Code enforcers typically don't test for the parasite, so a number of local public health departments are recommending that swimming facilities "hyperchlorinate" their water at least once a week to curb the parasite before it becomes a problem. To do that, pool operators have to close the pool, raise the chlorine level and then return the chlorine level to normal before it reopens. Ultraviolet filtering systems can also kill the parasite but can be expensive to install.
Individuals, however, can do a lot to reduce the risk through good hygiene.
All areas vulnerable
Texas has had more than its share of cryptosporidiosis cases this year, but other areas may be just as vulnerable.
"It can happen anywhere," said Emily Palmer, a spokeswoman for the Texas Department of State Health Services. "It's not something that's endemic to one part of the state or another."

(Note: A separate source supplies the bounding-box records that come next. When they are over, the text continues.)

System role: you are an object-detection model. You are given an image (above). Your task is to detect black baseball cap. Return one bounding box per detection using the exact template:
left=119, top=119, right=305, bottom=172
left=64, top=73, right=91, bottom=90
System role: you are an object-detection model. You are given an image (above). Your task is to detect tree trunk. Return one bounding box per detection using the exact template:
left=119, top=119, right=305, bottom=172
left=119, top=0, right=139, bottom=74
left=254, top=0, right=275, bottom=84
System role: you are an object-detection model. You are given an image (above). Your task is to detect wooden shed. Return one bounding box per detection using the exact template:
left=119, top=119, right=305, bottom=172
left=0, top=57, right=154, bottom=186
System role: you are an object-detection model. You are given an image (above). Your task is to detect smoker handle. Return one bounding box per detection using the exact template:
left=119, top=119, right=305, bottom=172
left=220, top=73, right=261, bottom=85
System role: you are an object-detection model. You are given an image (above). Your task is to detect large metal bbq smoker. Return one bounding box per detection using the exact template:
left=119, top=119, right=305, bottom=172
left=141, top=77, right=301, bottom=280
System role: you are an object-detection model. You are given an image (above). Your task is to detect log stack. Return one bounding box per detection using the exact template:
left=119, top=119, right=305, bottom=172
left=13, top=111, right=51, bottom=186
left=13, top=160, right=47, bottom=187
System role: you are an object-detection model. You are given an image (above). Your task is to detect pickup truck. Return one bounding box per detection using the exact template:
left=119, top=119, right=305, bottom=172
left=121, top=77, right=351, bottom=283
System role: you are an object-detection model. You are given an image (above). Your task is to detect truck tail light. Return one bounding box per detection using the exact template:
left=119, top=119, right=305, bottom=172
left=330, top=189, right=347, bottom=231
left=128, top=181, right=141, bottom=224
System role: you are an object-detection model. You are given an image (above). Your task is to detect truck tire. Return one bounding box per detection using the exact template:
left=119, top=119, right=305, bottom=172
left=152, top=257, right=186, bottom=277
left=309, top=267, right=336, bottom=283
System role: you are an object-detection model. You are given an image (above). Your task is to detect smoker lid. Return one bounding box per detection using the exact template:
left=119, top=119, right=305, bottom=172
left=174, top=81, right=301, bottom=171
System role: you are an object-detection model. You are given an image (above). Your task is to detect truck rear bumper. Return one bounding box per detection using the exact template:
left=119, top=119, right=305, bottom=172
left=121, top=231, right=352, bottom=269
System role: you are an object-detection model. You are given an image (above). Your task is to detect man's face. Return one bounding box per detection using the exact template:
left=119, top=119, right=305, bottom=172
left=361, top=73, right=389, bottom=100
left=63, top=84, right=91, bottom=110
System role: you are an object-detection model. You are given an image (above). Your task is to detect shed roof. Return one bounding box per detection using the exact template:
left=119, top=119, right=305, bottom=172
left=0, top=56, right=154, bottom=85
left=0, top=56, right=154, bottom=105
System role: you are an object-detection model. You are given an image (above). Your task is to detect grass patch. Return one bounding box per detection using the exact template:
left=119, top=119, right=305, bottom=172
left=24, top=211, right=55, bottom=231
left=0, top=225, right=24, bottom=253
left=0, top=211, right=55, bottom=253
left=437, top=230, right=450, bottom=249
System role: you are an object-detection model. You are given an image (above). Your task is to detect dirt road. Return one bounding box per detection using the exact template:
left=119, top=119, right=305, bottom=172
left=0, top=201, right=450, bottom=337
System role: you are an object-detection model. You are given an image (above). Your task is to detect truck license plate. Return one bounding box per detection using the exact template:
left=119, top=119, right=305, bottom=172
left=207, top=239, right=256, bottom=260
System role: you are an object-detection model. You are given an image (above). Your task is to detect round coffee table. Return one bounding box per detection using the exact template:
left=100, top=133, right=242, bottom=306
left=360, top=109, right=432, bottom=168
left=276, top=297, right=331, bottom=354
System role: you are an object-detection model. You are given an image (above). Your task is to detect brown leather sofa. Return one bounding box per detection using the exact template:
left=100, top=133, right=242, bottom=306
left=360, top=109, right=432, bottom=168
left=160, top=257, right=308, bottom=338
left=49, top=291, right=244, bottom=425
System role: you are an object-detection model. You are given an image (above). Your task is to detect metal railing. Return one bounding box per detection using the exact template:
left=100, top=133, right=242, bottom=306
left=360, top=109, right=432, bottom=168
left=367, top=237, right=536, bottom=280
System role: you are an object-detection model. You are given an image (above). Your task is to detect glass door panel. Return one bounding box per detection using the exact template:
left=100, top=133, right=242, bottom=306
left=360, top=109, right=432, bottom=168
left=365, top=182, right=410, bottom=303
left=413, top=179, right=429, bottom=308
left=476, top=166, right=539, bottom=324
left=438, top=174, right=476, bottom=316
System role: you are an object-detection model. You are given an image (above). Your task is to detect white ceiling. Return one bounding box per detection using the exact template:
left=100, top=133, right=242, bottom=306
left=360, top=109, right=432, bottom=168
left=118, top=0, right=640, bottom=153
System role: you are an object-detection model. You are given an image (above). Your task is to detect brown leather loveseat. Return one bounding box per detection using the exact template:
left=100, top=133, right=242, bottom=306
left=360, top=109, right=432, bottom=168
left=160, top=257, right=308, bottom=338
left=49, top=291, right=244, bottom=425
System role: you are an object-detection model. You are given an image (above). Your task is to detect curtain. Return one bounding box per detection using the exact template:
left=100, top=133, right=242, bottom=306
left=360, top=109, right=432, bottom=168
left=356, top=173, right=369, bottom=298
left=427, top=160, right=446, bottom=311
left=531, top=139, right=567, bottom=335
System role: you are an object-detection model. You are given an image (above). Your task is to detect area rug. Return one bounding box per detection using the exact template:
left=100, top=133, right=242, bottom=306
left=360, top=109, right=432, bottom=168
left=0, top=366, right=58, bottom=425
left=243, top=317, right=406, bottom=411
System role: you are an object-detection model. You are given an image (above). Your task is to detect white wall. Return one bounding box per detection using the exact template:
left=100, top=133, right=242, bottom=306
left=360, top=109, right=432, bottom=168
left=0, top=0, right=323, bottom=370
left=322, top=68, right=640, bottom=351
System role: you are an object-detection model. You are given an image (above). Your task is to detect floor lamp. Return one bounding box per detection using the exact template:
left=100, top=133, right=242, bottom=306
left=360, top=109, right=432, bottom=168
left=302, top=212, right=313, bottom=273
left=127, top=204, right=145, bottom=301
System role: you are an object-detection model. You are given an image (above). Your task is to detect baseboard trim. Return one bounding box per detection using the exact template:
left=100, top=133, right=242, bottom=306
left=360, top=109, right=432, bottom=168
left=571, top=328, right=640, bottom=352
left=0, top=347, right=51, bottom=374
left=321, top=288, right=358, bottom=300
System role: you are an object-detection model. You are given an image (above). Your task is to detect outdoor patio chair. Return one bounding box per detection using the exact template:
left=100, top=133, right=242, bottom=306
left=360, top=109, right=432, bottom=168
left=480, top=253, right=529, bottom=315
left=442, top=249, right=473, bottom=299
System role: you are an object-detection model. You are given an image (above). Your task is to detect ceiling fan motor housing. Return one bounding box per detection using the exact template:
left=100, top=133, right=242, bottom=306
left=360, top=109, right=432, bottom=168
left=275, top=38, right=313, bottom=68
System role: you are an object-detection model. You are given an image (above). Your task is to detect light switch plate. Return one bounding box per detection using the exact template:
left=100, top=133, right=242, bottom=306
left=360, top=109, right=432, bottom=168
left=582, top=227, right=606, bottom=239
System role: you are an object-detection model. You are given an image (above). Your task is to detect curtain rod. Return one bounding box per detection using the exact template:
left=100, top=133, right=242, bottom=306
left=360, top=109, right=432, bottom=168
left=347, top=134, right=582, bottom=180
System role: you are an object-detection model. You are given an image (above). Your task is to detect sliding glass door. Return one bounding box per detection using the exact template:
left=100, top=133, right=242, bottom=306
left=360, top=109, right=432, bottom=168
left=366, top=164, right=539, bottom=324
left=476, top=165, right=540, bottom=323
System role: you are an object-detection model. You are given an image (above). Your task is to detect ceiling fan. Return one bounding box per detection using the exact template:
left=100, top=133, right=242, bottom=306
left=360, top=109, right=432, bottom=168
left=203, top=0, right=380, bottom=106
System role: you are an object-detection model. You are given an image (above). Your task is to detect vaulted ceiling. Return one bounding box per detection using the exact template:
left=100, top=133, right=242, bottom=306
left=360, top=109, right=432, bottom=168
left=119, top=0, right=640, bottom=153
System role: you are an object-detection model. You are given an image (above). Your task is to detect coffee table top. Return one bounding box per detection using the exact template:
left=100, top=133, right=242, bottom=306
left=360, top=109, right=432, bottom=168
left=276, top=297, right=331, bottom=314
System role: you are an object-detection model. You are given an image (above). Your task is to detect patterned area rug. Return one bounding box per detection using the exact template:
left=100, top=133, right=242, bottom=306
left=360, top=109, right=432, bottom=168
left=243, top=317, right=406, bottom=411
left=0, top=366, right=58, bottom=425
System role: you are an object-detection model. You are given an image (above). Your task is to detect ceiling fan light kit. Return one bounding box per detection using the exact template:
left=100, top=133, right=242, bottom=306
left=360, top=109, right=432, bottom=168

In 1993, news accounts reported that crypto-contaminated drinking water infected more than 400,000 people and contributed to more than 100 deaths in Milwaukee.
Last year, more than 1,900 cases were confirmed in Utah after an outbreak in swimming areas. In response, state officials mandated weekly hyperchlorination and banned children 5 and younger from swimming in public pools.
"Swimming in diapers is not always the best thing to do," Ms. Palmer said.
Utah did see a dramatic drop before the end of 2007 in the number of crypto cases, but it was unclear whether that was because of the measures state officials took or the end of the swim season.
Since then, public health departments across Utah initiated a massive education campaign that involved meeting with everyone from inspectors to rotary clubs to lifeguards and airing informational TV commercials, said Teresa Gray, who manages water quality in Salt Lake County.
So far this year, Utah has seen only one confirmed crypto case. Texas public health departments will consider similar regulations if the problem worsens.
"We haven't reached that stage yet," said Dr. Kurian of Tarrant County. "But I can't say that we will never make that recommendation."
Local health departments are trying to reach out to as many people as possible.
"If there's not recognition, then the cycle is going to continue," said Wendy Chung, chief epidemiologist for Dallas County.
For The Colony Aquatic Park, this means hanging up posters with messages like "Got Diarrhea? Don't Swim" and "You wouldn't drink your bathwater, would you? Why would you drink your pool water?"
Though Ms. Knox is taking all the precautions to avoid another crypto incident, she hopes it won't disrupt people's routines.
"In flu season, are you staying home from church and the movies?" Ms. Knox said. "Or are you living life?"